Three years later, GE is on track to deliver on all of its pledges, generating a reported $15 billion in revenue from “green” products in 2007 and decreasing internal energy consumption ahead of goal. This is a text book case of thinking big and executing bigger. The ecomagination program has way too many legs to cover here so let me just call your attention to two experiential components.
The first is an online game called GeoTerra that GE launched about two years ago that continues to draw a robust audience. Here’s what Future-Making Serious Gamer had to say about it:
Geoterra is an interactive GE-branded experience that presents game-like attractions that allow players to enhance the well being of an island’s inhabitants and environment through the diversity of GE’s ecomagination products and their ability to create a greener planet.
The challenge of the game revolves around the player’s ability to interact with three eco-challenges and not only score as high as possible, but recognize the best use for each of the GE products and effectively utilize them on the fictitious island. Optimal performance results in a higher Geoscore.
The second is the “imagination center” that is being built right now in Beijing for the Olympic Games. According to the New York Times report today, this two-story building in the middle of the Olympic Green is “half fun house, half museum.”

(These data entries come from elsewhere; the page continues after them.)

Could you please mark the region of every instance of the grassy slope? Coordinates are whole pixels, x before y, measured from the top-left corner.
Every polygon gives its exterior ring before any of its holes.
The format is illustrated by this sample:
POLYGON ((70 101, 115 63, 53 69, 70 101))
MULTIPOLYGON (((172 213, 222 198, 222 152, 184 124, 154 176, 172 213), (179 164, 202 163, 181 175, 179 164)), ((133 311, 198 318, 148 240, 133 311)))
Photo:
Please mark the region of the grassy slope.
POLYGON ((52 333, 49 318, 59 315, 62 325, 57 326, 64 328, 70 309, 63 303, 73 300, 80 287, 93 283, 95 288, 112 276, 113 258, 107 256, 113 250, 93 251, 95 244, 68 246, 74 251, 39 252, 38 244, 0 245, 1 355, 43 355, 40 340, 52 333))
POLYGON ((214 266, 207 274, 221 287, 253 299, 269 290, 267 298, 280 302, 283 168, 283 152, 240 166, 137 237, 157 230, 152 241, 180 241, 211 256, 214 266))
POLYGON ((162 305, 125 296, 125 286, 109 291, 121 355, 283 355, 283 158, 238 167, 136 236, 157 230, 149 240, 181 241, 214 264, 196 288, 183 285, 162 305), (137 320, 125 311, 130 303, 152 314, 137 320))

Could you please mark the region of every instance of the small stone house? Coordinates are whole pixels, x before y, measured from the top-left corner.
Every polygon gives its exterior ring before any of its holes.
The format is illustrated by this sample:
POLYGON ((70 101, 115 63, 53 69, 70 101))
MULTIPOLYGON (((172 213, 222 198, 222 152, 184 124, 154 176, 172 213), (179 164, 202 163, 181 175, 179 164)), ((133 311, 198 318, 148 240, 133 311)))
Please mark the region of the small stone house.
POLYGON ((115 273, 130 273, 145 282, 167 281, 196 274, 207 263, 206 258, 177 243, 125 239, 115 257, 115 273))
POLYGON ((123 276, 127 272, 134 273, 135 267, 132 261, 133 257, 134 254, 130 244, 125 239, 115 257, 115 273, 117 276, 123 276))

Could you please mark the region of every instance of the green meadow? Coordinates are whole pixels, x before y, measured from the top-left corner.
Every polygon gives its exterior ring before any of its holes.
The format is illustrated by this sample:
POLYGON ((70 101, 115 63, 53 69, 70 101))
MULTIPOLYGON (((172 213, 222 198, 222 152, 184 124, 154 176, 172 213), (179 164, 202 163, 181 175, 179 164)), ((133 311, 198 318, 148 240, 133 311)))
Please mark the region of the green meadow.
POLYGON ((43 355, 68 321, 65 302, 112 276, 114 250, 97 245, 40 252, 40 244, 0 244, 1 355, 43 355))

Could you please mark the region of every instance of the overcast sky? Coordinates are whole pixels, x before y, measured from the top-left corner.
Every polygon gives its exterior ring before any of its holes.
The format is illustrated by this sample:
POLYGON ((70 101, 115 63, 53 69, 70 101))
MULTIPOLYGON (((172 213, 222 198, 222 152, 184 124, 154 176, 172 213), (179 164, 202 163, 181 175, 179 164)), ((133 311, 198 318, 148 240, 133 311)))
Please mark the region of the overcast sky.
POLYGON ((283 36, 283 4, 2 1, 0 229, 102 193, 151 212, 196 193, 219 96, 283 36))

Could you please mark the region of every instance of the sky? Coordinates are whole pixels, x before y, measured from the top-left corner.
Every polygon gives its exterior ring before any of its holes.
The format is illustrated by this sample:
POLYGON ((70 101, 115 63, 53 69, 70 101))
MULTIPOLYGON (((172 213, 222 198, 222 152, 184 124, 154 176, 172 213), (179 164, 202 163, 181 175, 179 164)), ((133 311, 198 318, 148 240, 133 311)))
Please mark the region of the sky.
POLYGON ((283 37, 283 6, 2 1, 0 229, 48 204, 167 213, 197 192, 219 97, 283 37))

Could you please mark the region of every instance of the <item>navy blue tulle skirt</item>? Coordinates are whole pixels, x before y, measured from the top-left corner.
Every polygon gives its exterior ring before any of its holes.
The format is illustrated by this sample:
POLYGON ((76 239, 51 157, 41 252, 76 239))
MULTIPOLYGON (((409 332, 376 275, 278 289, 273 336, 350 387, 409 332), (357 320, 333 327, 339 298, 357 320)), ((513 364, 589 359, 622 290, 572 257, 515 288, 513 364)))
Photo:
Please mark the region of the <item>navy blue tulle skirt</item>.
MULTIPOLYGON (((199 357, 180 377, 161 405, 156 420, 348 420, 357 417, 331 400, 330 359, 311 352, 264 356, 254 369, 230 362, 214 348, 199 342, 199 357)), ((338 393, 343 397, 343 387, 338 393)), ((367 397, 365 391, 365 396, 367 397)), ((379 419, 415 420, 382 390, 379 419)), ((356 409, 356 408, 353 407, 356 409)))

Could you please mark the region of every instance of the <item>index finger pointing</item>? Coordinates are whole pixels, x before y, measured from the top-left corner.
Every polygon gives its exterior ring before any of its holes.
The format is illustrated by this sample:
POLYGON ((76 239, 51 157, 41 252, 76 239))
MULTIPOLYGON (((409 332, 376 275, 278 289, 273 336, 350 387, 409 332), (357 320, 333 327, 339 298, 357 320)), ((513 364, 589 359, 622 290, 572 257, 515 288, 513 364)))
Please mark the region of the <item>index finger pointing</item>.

The exhibits are aimed at adults, with enough just-for-fun features so that a visiting executive need not feel guilty about dragging along the whole family. In the center’s wind energy room, children — or any adult whose inner child is clamoring for attention — can wave their arms to make digital projections of objects sway in the wind they create. In the water purification room, they will walk on a video projection of water, with each step creating ripples.